The race is on, and the US military is preparing to shore up its complex supply chains with 3D printers. The military wants to transform how supplies are deployed in a conflict.
The US Naval Postgraduate School (NPS) partnered with Xerox to pilot test the Xerox ElemX Liquid Metal 3D printer on its university campus, according to 3D Printing Industry.
Naresh Shanker, Xerox Chief Technology Officer, said the US military supply chain is very complex, and NPS understands future manufacturing challenges as supply chains between the US and China are fracturing as trade tensions increase.
"This collaboration will aid NPS in pushing adoption of 3D printing throughout the US Navy, and will provide Xerox valuable information to help deliver supply chain flexibility and resiliency to future customers," Shanker said.
The Collaborative Research and Development Agreement (CRADA) between Xerox and NPS will one day allow the Navy to print 3D parts and equipment on demand, and on the modern battlefield.
NPS students will experiment with the Xerox ElemX Liquid Metal 3D printer. They will learn how to design and create prototype parts on the device.
"From the age of sail to the nuclear era, sailors have been fixing things at sea so they can complete the mission," said NPS President, Ann Rondeau. "This partnership is about the strategic ability of the navy to have sailors on ships with the capability through creativity and technology to advance their operations at sea."
Rondeau said, "through collaboration, NPS and Xerox are helping build a Navy for the 21st century."
Xerox's 3D printer could soon allow the Navy to fabricate military parts without worrying about vulnerabilities in its supply chains.
"The NPS Alumni Association and Foundation-supported bringing the ElemX liquid metal printer to NPS because it will enable soldiers, sailors, airmen, and marines to solve their problems where they are, when problems occur," said retired US Marine Corps Colonel and Vice President of the NPS Alumni Association and Foundation, Todd Lyons.
The CRADA between Xerox and NPS will transform the supply chain and how the Department of Defense operationally plans for war.
The US military has already integrated 3D printers into operations by printing missile parts and helicopter parts.

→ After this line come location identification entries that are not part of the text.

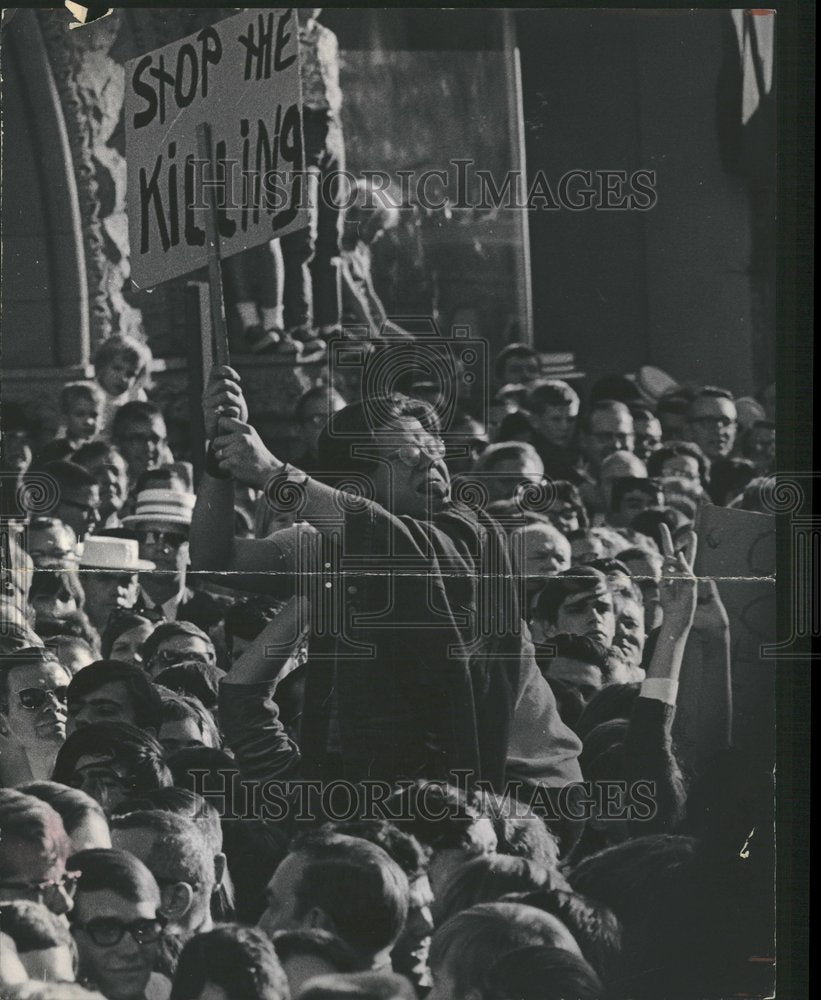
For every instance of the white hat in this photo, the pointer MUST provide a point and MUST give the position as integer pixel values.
(170, 506)
(120, 555)
(653, 383)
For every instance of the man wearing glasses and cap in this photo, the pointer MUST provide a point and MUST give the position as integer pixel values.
(418, 679)
(33, 691)
(161, 523)
(109, 573)
(116, 923)
(33, 851)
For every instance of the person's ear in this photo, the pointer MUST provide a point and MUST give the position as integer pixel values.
(318, 919)
(220, 864)
(177, 900)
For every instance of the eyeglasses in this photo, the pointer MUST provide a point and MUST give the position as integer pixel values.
(51, 893)
(91, 510)
(414, 455)
(34, 698)
(723, 422)
(171, 657)
(174, 539)
(609, 437)
(154, 439)
(106, 932)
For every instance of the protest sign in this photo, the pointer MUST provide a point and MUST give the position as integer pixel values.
(240, 79)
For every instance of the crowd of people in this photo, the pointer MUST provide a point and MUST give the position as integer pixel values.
(407, 715)
(420, 699)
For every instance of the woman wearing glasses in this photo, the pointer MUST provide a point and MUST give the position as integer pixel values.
(33, 690)
(116, 923)
(33, 851)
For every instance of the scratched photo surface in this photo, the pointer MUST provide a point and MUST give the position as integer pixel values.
(389, 497)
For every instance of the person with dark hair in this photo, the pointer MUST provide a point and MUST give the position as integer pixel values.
(19, 433)
(538, 551)
(446, 822)
(341, 884)
(516, 364)
(644, 566)
(238, 962)
(175, 851)
(75, 652)
(161, 522)
(712, 421)
(647, 428)
(51, 544)
(536, 973)
(305, 954)
(194, 680)
(139, 433)
(575, 602)
(468, 946)
(594, 926)
(190, 805)
(110, 570)
(575, 659)
(655, 888)
(729, 477)
(607, 427)
(487, 879)
(682, 460)
(671, 411)
(312, 411)
(758, 445)
(359, 986)
(565, 507)
(83, 817)
(410, 953)
(651, 521)
(111, 761)
(124, 636)
(553, 409)
(110, 691)
(520, 832)
(460, 704)
(506, 468)
(33, 852)
(109, 468)
(78, 503)
(54, 594)
(33, 691)
(116, 923)
(244, 621)
(630, 496)
(176, 642)
(186, 723)
(43, 941)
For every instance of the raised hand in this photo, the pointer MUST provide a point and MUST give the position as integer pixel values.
(240, 451)
(222, 398)
(678, 583)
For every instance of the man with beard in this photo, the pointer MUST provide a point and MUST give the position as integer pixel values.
(435, 693)
(712, 422)
(553, 407)
(575, 602)
(109, 573)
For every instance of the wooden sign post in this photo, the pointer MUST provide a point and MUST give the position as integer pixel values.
(214, 153)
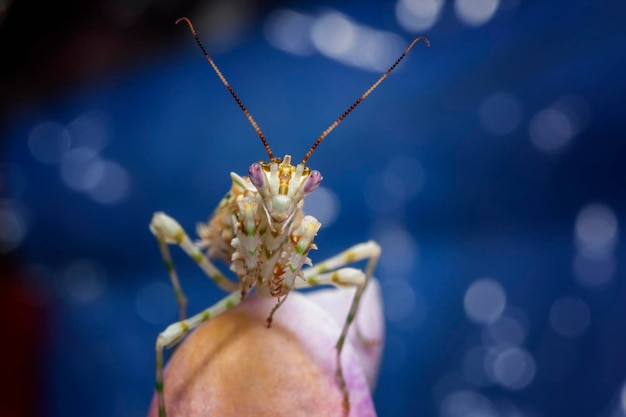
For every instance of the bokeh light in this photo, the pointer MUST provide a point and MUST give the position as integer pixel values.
(484, 301)
(418, 15)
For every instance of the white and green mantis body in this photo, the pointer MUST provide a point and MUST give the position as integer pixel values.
(260, 230)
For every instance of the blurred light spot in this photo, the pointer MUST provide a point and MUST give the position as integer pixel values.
(550, 130)
(289, 31)
(448, 383)
(467, 404)
(84, 281)
(474, 367)
(324, 205)
(475, 12)
(570, 316)
(401, 251)
(509, 5)
(484, 301)
(81, 169)
(596, 231)
(554, 127)
(12, 226)
(418, 15)
(500, 113)
(89, 131)
(510, 329)
(400, 299)
(48, 142)
(513, 368)
(155, 303)
(592, 272)
(337, 37)
(114, 185)
(333, 34)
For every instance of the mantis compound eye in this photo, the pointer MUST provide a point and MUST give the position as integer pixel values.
(255, 172)
(312, 182)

In a separate report, BofA's Francisco Blanch told clients, in a note, that for many years, America levered its economic and military might to secure global supply chains. Still, as the world becomes a more fractured place, the military has turned to new technologies to stay ahead of China.
Blanch shows the US military tremendously outspends the Chinese but that gap could be closing by the end of the decade.
Readers may recall, the Centre for Economics and Business Research warns China could overtake the US to become the world's largest economy in 2028, five years earlier than previously anticipated, after weathering the virus pandemic much better than the US.
To sum up, the US must rapidly modernize its force or it will lose the great power competition.